Comment 2 Jonathan Earl Brassow 2007-05-02 14:18:20 UTC
Writes are disallowed to regions that have not yet been recovered.  This makes I/O suck, I know.  Kernel 
changes are required to fix this problem without delaying I.O.  This will be done in 4.6.

For now, writes simply get delayed until the mirror has synced past the region being attempted.
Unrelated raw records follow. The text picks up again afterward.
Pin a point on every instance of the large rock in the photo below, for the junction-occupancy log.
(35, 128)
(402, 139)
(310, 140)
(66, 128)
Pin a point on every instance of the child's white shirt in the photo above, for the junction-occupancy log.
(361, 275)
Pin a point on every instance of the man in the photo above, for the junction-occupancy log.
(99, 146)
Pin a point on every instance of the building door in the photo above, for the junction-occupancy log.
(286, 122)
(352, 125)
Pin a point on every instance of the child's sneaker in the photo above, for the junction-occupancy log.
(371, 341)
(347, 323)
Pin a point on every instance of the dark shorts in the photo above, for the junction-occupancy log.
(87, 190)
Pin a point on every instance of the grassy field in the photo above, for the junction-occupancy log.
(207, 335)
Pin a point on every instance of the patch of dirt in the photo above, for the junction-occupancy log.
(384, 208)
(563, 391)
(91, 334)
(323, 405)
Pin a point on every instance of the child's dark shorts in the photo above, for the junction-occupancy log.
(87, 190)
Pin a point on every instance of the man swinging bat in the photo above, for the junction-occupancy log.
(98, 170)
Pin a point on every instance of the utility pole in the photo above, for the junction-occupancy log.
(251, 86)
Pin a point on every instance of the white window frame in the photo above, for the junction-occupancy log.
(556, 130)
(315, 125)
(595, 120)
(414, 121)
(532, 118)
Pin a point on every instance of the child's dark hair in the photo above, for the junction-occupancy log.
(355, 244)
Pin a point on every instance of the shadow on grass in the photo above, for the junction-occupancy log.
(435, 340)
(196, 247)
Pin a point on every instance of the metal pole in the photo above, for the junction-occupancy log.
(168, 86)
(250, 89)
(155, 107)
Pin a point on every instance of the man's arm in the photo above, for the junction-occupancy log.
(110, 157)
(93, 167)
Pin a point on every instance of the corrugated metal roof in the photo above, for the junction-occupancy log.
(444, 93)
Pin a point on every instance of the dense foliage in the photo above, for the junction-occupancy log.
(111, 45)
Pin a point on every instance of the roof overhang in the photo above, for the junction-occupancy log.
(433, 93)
Comment 3 Nate Straz 2007-05-03 16:07:24 UTC
Keep this bug open for a 4.6 errata.

Comment 4 Jonathan Earl Brassow 2007-07-11 16:19:09 UTC
2.6.9-55.16.ELsmp kernel has the necessary patches.
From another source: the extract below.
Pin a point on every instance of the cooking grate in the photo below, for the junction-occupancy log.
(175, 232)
cmirror-kernel code updated July/11/2007


Comment 5 Jonathan Earl Brassow 2007-08-22 17:28:30 UTC
*** Bug 243773 has been marked as a duplicate of this bug. ***

Comment 6 Jonathan Earl Brassow 2007-08-22 17:34:56 UTC
post -> modified.

Comment 7 Jonathan Earl Brassow 2007-09-04 16:12:36 UTC
*** Bug 252007 has been marked as a duplicate of this bug. ***

Comment 8 Corey Marthaler 2007-09-25 13:50:21 UTC
This bug may not be completely fixed yet and may be related to currently open bz
290821.

Comment 9 Nate Straz 2008-05-30 18:18:33 UTC
Closing this out since it missed the errata process.